Scientists Pinpoint Mystery Maya City in Guatemala
GUATEMALA — A Mayan city whose fabulous art has beguiled collectors for decades but whose true location was until now a mystery has been pinpointed in the jungles of northern Guatemala, scientists said on Tuesday.
‘Site Q’ has been a Holy Grail of archeology ever since an exquisite set of Mayan artworks from the period A.D. 600 to 900 showed up in U.S. and European museums and galleries in the 1970s.
Now researchers have found a sculpture at ruins long known as La Corona in Guatemala that matches the mysterious gallery pieces, said Salvador Lopez, Guatemala’s head of historical monuments.
International researchers had increasingly speculated that La Corona was Site Q, and the recent find leaves no doubt, Lopez said.
"The panel confirms that this is Site Q," he told Reuters.
Many of the carved stone sculptures that began appearing three decades ago bear a strange snake-head glyph. They had so much in common that experts soon speculated that they had all been looted from one Mayan city.

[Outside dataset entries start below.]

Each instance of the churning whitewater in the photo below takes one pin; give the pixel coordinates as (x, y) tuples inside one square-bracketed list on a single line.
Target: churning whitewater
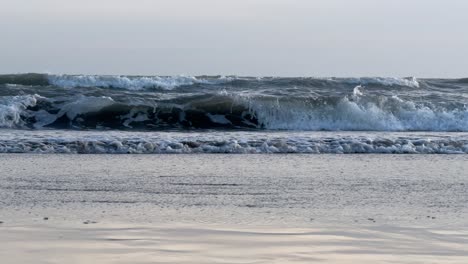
[(231, 104)]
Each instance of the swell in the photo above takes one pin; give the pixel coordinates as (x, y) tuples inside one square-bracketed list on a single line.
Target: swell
[(38, 101), (120, 142), (172, 82)]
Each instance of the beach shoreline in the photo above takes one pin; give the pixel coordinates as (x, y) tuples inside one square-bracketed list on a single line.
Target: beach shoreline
[(233, 208)]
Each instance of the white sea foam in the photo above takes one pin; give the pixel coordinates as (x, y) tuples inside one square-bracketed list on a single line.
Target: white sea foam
[(13, 107), (230, 142), (357, 114), (126, 82), (386, 81)]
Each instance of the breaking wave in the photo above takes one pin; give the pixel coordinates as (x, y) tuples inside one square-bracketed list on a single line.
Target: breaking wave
[(171, 82), (119, 142), (38, 101)]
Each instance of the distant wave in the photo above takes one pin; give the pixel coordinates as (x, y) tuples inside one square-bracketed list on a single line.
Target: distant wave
[(171, 82), (35, 101), (352, 113)]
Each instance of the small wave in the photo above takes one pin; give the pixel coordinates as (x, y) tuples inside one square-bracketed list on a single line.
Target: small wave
[(130, 83), (239, 142), (358, 111), (385, 81)]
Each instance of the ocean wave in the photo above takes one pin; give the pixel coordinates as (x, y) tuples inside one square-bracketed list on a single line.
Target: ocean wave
[(172, 82), (238, 142), (357, 111), (127, 82)]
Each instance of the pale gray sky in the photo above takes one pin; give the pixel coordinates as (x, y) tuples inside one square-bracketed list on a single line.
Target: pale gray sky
[(423, 38)]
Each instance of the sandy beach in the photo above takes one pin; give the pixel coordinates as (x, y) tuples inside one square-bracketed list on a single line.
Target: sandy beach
[(233, 209)]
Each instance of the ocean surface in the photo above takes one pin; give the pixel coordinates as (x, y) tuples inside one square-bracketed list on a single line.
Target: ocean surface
[(45, 113)]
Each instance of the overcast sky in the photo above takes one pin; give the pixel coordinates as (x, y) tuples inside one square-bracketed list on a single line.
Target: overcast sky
[(423, 38)]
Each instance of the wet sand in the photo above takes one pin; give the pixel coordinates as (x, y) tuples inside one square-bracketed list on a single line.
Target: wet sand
[(233, 208)]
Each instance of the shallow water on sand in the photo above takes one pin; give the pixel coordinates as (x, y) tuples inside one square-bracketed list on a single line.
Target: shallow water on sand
[(233, 208)]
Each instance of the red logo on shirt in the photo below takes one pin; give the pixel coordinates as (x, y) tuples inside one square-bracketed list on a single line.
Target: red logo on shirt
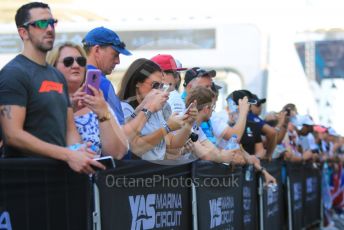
[(48, 86)]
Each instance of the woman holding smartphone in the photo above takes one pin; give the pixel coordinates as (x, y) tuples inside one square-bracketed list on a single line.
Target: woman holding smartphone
[(142, 84), (94, 119)]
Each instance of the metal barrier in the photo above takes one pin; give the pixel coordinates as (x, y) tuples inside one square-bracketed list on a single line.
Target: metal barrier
[(46, 194)]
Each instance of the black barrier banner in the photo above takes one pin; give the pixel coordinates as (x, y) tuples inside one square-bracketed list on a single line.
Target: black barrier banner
[(144, 195), (312, 194), (218, 195), (295, 188), (43, 194), (249, 196), (272, 199)]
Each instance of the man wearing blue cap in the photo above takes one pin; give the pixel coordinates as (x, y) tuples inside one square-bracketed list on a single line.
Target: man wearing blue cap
[(103, 47)]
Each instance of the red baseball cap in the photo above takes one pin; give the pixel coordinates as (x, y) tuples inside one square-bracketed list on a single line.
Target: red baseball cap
[(166, 62)]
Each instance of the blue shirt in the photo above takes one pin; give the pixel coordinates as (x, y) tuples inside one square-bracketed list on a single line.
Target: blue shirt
[(256, 119), (110, 96), (112, 99)]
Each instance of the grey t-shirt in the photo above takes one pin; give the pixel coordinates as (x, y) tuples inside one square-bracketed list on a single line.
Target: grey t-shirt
[(42, 90)]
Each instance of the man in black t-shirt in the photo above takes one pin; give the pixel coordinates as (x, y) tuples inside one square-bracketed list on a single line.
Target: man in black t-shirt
[(35, 113)]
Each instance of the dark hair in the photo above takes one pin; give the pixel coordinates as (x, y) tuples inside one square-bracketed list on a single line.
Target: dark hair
[(23, 14), (202, 95), (137, 72), (290, 106)]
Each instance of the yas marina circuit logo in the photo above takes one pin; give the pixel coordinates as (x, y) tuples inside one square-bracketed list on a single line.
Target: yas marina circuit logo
[(221, 211), (5, 222), (156, 211)]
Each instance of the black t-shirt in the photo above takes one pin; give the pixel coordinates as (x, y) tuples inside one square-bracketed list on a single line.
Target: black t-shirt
[(42, 90), (251, 136)]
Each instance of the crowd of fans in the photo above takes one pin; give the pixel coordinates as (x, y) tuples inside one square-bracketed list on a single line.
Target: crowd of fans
[(45, 110)]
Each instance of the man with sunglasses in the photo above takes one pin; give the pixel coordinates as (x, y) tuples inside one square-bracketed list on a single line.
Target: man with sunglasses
[(35, 111), (103, 47)]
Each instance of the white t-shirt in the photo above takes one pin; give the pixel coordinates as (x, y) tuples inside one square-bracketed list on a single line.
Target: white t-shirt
[(155, 122), (308, 142), (219, 123), (201, 137), (89, 130), (176, 102)]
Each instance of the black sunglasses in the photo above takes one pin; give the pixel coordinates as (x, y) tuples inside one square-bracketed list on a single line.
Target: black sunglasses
[(156, 85), (42, 24), (68, 61)]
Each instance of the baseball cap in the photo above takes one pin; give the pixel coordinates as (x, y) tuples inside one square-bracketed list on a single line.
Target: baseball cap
[(332, 132), (320, 129), (103, 36), (240, 94), (215, 87), (302, 120), (259, 101), (166, 62), (197, 72)]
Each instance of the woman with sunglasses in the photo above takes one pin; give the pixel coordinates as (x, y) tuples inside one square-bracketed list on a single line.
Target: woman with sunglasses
[(93, 117), (141, 90)]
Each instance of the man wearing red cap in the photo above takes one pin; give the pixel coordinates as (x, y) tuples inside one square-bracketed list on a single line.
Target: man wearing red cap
[(171, 76)]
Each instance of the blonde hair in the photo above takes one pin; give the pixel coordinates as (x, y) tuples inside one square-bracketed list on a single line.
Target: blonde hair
[(54, 54)]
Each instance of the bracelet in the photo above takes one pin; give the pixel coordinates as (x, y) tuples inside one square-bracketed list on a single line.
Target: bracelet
[(106, 117), (262, 169), (167, 128)]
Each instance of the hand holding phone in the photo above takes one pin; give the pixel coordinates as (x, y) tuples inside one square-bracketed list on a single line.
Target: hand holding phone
[(107, 161), (186, 110), (93, 79)]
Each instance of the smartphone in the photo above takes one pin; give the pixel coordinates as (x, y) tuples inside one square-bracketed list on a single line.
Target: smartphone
[(166, 87), (93, 79), (252, 101), (107, 161), (187, 110)]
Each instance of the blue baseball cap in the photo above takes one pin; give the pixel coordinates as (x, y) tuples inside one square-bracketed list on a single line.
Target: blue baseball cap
[(103, 36)]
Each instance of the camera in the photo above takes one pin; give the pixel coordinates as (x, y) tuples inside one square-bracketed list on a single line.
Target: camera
[(288, 111), (193, 137)]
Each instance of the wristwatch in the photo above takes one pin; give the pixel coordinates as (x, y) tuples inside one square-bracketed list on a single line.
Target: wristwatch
[(147, 113), (106, 117)]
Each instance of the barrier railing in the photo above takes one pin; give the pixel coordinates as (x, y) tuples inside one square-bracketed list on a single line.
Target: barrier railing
[(46, 194)]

But in recent years some archeologists had begun to suggest that Site Q was a myth and that the snake-headed carvings had really come from a number of different sites in the region.
Lopez said the newly found panel sculpture suggested that La Corona had been founded by leaders from Mexico’s giant Maya kingdom Calakmul to help the empire in its epic wars with the Guatemala’s Tikal, the Mayan world’s second empire.
"It narrates the history of the two powers, Tikal and Calakmul," he said.
La Corona lies within the boundaries of the Laguna del Tigre national park, a dangerous part of Guatemala where scientists work alongside drug traffickers, clandestine loggers and illegal ranchers.
The site is being excavated by an international team of experts from Yale University, the National Geographic Society, among others.